In the Bridgend area of South Wales in 1977 I know of a family where a paediatrician in the NHS who took advantage of their girl who needed treatment to test drugs on her and consequently killed her. The paediatrician threatened the parents with having their girl taken into care if they did not consent to letting the girl have the medical treatment prescribed by him. It is believed that this paediatrician was getting backhanders from drugs companies so he was driven by greed and not concerned for the health of the girl.
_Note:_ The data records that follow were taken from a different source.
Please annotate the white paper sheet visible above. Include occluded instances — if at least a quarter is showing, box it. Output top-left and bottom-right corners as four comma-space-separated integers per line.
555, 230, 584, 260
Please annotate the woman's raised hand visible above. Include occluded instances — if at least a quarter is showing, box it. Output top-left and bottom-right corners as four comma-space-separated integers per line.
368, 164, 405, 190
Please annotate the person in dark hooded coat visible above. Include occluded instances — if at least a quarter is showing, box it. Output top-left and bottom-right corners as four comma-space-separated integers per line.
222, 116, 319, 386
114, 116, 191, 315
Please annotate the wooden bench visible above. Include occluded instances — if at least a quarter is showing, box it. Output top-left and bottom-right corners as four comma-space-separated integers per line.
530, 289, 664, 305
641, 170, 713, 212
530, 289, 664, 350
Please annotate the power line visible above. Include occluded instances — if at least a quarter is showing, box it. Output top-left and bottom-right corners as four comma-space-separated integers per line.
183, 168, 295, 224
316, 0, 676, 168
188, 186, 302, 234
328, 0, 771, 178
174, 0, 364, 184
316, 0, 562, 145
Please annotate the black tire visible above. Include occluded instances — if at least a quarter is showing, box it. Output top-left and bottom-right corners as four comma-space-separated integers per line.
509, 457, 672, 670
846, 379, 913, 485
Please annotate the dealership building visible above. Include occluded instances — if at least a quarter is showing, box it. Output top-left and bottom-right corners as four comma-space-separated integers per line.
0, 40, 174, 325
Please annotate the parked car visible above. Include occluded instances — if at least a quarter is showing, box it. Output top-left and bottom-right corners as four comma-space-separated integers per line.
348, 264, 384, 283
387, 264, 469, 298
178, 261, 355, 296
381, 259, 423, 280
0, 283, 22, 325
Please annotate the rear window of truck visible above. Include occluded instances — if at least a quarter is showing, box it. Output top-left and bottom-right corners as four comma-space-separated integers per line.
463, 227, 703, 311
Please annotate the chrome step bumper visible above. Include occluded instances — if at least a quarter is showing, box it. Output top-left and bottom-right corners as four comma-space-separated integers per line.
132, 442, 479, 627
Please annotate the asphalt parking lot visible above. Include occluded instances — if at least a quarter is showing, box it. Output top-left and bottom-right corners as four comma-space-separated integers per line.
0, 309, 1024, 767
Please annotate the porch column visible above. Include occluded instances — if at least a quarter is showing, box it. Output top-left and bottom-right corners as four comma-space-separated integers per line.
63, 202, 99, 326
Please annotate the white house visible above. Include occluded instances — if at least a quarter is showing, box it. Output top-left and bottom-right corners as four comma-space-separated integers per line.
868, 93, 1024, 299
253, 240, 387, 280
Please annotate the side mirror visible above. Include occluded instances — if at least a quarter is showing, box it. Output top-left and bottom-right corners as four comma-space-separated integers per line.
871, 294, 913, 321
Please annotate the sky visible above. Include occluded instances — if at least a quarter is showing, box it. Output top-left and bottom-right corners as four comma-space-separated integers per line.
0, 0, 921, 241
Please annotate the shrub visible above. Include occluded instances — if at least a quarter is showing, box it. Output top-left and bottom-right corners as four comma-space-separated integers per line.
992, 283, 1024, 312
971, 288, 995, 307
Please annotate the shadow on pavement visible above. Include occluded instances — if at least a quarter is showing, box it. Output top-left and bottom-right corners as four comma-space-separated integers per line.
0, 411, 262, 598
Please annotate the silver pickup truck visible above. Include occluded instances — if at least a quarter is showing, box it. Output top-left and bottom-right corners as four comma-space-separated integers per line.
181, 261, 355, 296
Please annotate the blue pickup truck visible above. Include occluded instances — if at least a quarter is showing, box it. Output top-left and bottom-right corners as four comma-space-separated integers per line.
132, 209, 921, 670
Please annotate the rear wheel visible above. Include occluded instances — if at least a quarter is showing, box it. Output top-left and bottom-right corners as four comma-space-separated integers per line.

The NHS cater for all health issues for all people, whereas Social Services cater mostly for the vulnerable, so if this practice is going on in the NHS, just think how much could be going on in Social Services with all these vulnerable people being targeted by workers motivated by greed and show no real concerns for their care needs. Since these victims are less likely to speak out or be able to defend themselves, there is too much opportunity for these workers to abuse and get away with it since vulnerable people are also less likely to be believed when they tell their stories of abuse.
Teresa and I are two victims who have been abused but had the courage to speak out and be listened to. We need more who have not had the chance to speak out or fear they won’t be believed since people who have weathered the storm are better listeners than professionals who don’t really care. The more we find out the more evidence we have and the greater the chance of bringing this to light.